= Jacme Grils =

Italian composer

Jacme or Iacme Gril(s) (Giacomo Grillo; fl. 1244-1262) was a Genoese troubadour of the mid-thirteenth century. He wrote two tensos which survive, one with Lanfranc Cigala and another (fragmentary) one with Simon Doria.

There are several "Giacomo Grillos" mentioned in thirteenth-century documents from Genoa and it is difficult to definitively identify the troubadour with one. Chronologically, the Giacomo mentioned in an act of 15 August 1281 was probably not the troubadour. There were a Giacomo Grillo di Andrea and another di Alberto, but these are also unlikely candidates. The most likely is a judge who appeared in an act of 4 June 1257 concerning a division of property of the margraves of Ponzone. He was definitely a contemporary of Lanfranc. This is probably the same Giacomo as was responsible for providing lodging for Pope Innocent IV at Stella in 1244 and appears in an act of 7 March 1247 in the Liber Jurium Januae. He was also elected one of the fifteen reggitori della città (rectors of the city) in 1262 after the overthrow of Guglielmo Boccanegra. Luca Grimaldi, another troubadour, was one of the others.
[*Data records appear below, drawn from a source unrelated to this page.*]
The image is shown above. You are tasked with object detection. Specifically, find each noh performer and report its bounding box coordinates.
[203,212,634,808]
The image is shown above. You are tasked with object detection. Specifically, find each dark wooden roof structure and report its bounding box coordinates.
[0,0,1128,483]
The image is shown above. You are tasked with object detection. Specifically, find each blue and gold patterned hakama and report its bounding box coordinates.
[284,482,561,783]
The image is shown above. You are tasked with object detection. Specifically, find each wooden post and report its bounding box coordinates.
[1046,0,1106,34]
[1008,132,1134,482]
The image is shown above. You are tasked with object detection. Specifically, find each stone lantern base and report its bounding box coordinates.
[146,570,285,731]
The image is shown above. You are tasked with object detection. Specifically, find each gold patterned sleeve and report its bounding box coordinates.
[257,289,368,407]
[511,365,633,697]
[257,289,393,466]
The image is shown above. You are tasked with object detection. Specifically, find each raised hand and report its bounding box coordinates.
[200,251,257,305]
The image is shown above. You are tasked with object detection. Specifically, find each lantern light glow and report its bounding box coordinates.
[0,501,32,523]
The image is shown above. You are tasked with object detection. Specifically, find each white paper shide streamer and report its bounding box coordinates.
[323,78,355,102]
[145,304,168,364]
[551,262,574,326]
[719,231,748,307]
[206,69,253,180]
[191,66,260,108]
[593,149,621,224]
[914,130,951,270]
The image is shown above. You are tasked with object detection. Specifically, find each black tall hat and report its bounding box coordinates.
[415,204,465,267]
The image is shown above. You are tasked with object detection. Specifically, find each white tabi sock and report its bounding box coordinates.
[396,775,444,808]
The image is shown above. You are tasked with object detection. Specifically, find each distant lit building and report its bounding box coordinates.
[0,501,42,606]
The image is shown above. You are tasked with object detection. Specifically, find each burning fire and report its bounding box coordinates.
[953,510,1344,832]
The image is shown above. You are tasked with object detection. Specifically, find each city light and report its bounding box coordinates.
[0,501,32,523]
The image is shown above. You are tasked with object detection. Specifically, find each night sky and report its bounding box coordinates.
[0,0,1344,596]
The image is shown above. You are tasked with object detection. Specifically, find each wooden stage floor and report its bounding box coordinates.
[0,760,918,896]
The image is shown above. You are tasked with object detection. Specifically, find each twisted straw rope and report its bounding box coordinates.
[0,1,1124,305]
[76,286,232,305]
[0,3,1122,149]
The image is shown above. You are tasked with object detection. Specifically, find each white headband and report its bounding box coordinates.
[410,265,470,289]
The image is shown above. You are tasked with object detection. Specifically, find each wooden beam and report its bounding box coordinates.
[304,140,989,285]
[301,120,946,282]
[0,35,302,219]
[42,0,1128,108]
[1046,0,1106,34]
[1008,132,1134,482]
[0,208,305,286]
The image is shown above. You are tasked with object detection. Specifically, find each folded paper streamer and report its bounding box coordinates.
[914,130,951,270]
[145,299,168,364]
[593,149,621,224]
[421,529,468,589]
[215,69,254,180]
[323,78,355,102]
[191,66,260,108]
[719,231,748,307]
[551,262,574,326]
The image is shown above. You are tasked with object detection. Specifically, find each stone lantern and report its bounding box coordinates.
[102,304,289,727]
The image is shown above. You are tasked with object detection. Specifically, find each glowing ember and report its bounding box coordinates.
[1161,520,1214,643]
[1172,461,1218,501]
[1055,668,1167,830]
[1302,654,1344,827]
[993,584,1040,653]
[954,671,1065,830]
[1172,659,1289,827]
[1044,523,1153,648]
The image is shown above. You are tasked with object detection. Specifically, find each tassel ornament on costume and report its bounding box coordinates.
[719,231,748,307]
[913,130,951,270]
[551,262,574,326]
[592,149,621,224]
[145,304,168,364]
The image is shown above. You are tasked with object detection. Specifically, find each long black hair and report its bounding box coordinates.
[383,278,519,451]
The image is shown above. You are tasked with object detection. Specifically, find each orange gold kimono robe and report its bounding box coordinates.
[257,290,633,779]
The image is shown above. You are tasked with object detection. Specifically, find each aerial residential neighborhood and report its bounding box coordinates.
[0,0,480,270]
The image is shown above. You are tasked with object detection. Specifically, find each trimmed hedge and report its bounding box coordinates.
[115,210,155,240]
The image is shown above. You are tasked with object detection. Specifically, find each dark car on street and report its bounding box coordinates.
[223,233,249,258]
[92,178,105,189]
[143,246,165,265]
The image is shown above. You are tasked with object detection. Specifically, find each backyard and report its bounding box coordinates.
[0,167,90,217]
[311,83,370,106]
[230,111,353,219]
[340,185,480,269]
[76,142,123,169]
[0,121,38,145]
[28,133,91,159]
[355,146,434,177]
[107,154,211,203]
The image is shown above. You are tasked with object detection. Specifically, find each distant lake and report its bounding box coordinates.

Though little is known of him and his surviving poetry is limited, Jacme was an esteemed poet to his contemporaries in Genoa. In a tenso with Simon Doria, Lanfranc alluded to Jacme's judicial profession:
| A'n Iacme Gril, en cui es conoissenza, Amics Symon, trametam la tenzon, Q'en cobleian en don drecha sentenza. | To Sir Jacme Grils, in whom is knowledge, friend Simon, send this tenso, so that he can impose a just sentence on the verses. |
In a subsequent poem, Lanfranc connected Jacme with a Na Flors-de-lis (or Fiordiligi), a senhal for an unnamed Genoese woman, whom he submits to the Jacme's judgement. Segne'n Iacme Grils, e.us deman, Jacme's tenso with Simon Doria, is modeled on one between Sordello and Peire Guilhem de Tolosa and it is written in an effort to mock the former. Jacme's tenso with Lanfranc begins Per o car vos fegnetz de sotilment entendre.